Schedule:
Friday, January 14, 2011: 8:00 AM-9:45 AM
Meeting Room 9 (Tampa Marriott Waterside Hotel & Marina)
Cluster: Organizations and Management
Symposium Organizer: Cathryn C. Potter, Professor, Associate Provost for Research, Executive Director, Butler Institute for Families, University of Denver, Denver, CO
Symposium Theme: Assessing Organizational Functioning in Child Welfare Understanding and responding to organizational challenges in child welfare is a focus of several efforts funded by the Children's Bureau, including funding of the National Child Welfare Workforce Institute, and five Comprehensive Workforce Projects. These five-year projects are each developing models of assessing and intervening in child welfare organizations in order to improve specific workforce dimensions of organizational functioning. In this presentation, three of these projects will present their approaches to organizational assessment, as well as findings from baseline assessments. Importance. Child welfare agencies are facing important workforce challenges in the coming years including a three-million person gap in available workers, a competitive disadvantage and disproportionately aging workforce relative to other sectors, and the degree to which new workers value work/life balance and work fulfillment in different ways than did baby boomers (Bernatovich & Potter, 2007). Workforce issues have an impact on organizations and the families they serve, including impacts on safety, permanency and well-being outcomes (National Council on Crime and Delinquency (NCCD), 2006). A growing body of evidence supports the use of organizational interventions as an important component of sustainable improvements in child welfare (e.g. Glisson, Dukes & Green, 2006). In 2003, the Children's Bureau awarded eight Recruitment and Retention (R&R) grants, which designed and implemented organizational interventions focused narrowly on recruiting and retaining line workers. Findings from these projects quickly led to a broader focus on organizational health in these highly stressed agencies (Potter, Comstock, Brittain & Hanna, 2010).
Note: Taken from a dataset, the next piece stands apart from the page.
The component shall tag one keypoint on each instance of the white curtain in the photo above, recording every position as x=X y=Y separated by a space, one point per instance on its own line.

The field is moving from the narrow focus on recruitment and retention to supporting long-term commitments to workforce issues and organizational health. In these days of limited resources, the abilities of the child welfare workforce to strengthen families are tested. Strengthening organizational environments is an important effort if we are to achieve the outcomes we expect of those working in child welfare organizations. One important feature of this emerging body of work is the focus on assessing organizational functioning.